No matter what stage a patient's disease is at, conveying a sense of confidence in the care team's abilities is meaningful, said Ravi Salgia, MD, PhD, endowed chair in medical oncology and associate director for clinical sciences at Duarte, Calif.-based City of Hope Comprehensive Cancer Center. 

"I don't buy that we can't do anything," Dr. Salgia said. "Even if we're not able to give therapy — let's say chemotherapy, radiation therapy or surgery — we're still able to provide pain management, we're still able to provide supportive care, we're still able to provide oxygen if somebody's hypoxic."

Avoid emphasizing information that would evoke feelings of guilt 

While the pandemic and people's fear of visiting a healthcare setting during it are factors in the later stage diagnoses now surfacing, there's no use in pointing that out to patients, the physicians explained. 

"You're mincing your words, trying not to make them feel worse than they already are, and trying not to highlight the pandemic," Dr. Khosla said. "They already know that deep down." 

In many cases, the state of a person's disease at the time of diagnosis can, in large part, be linked to their action or inaction. While it's important to acknowledge that, honing in on what a person did or did not do is counterproductive, Dr. Salgia added. 

"My biggest philosophy and our biggest challenge is not to make the patients feel guilty," he said. "In certain circumstances, smoking can cause lung cancer, but are we going to make that person feel guilty about smoking? Absolutely not … We're here to meet the patients where they're at in their journey, [whether it's] later in the journey, earlier in the journey." 

Encourage care 

Last year, the National Cancer Institute estimated there would be nearly 10,000 excess breast and colorectal cancer deaths over the next decade linked to pandemic-related care delays in both diagnosis and treatment –– and that doesn't include any other cancer types. 

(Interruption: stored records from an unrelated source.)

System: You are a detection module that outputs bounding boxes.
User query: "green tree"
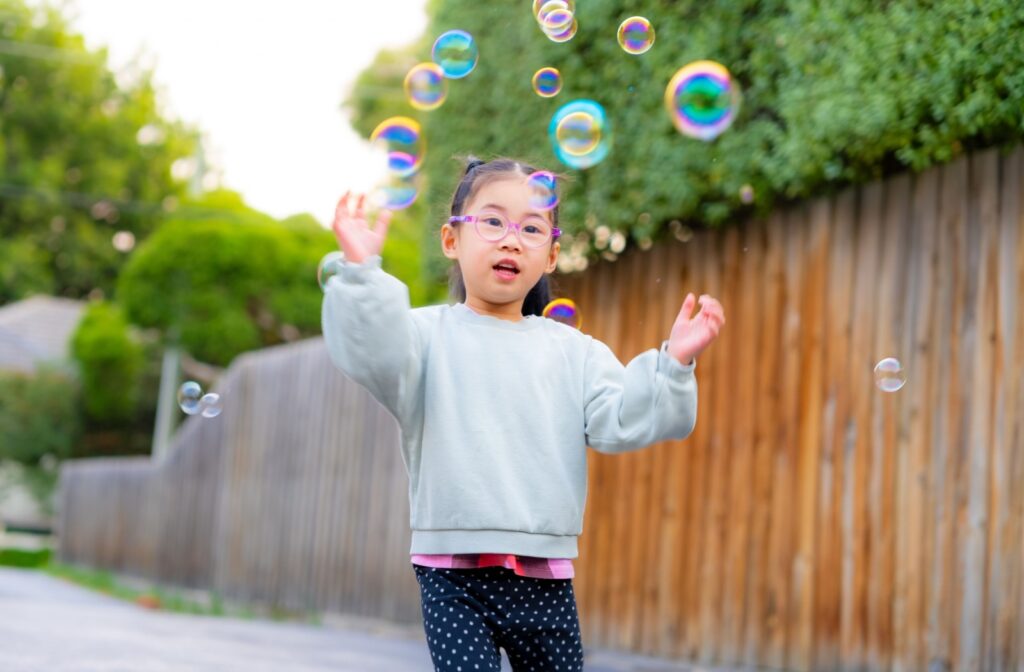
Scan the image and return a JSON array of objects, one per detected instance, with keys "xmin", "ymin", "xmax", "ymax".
[
  {"xmin": 72, "ymin": 301, "xmax": 142, "ymax": 423},
  {"xmin": 0, "ymin": 368, "xmax": 82, "ymax": 467},
  {"xmin": 118, "ymin": 192, "xmax": 337, "ymax": 366},
  {"xmin": 0, "ymin": 0, "xmax": 197, "ymax": 303},
  {"xmin": 349, "ymin": 0, "xmax": 1024, "ymax": 278}
]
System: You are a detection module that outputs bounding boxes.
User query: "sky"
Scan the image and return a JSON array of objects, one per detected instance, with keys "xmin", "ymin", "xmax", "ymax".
[{"xmin": 70, "ymin": 0, "xmax": 427, "ymax": 225}]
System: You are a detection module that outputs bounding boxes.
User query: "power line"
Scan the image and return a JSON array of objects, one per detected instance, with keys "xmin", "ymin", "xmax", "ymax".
[{"xmin": 0, "ymin": 40, "xmax": 99, "ymax": 64}]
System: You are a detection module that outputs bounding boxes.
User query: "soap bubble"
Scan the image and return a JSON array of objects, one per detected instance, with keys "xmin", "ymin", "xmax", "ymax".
[
  {"xmin": 543, "ymin": 299, "xmax": 583, "ymax": 329},
  {"xmin": 874, "ymin": 358, "xmax": 906, "ymax": 392},
  {"xmin": 545, "ymin": 18, "xmax": 580, "ymax": 43},
  {"xmin": 370, "ymin": 177, "xmax": 420, "ymax": 210},
  {"xmin": 537, "ymin": 1, "xmax": 575, "ymax": 35},
  {"xmin": 431, "ymin": 31, "xmax": 480, "ymax": 79},
  {"xmin": 404, "ymin": 62, "xmax": 447, "ymax": 112},
  {"xmin": 534, "ymin": 0, "xmax": 580, "ymax": 42},
  {"xmin": 178, "ymin": 380, "xmax": 203, "ymax": 415},
  {"xmin": 665, "ymin": 60, "xmax": 740, "ymax": 140},
  {"xmin": 534, "ymin": 68, "xmax": 562, "ymax": 98},
  {"xmin": 618, "ymin": 16, "xmax": 654, "ymax": 55},
  {"xmin": 548, "ymin": 99, "xmax": 611, "ymax": 169},
  {"xmin": 370, "ymin": 117, "xmax": 427, "ymax": 177},
  {"xmin": 739, "ymin": 184, "xmax": 754, "ymax": 204},
  {"xmin": 526, "ymin": 170, "xmax": 558, "ymax": 210},
  {"xmin": 316, "ymin": 250, "xmax": 345, "ymax": 292},
  {"xmin": 534, "ymin": 0, "xmax": 575, "ymax": 20},
  {"xmin": 199, "ymin": 392, "xmax": 223, "ymax": 418}
]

However, this forecast can still be mitigated by making care more accessible and encouraging people to seek it, the physicians said. 

Even though clinics have largely reopened, Dr. Khosla said doing more telehealth visits to supplement in-person visits is helping keep no-show rates from rising, especially among patients who may still be hesitant to visit a clinical setting. 

To prevent late-stage diagnoses from becoming a drawn out trend, it is especially important that health systems reach patients who still haven't resumed preventive screenings or sought care for a problem. 

"Even if you haven't done something about your lump in the underarm, go do something now," Dr. Salgia said. "It's never too late."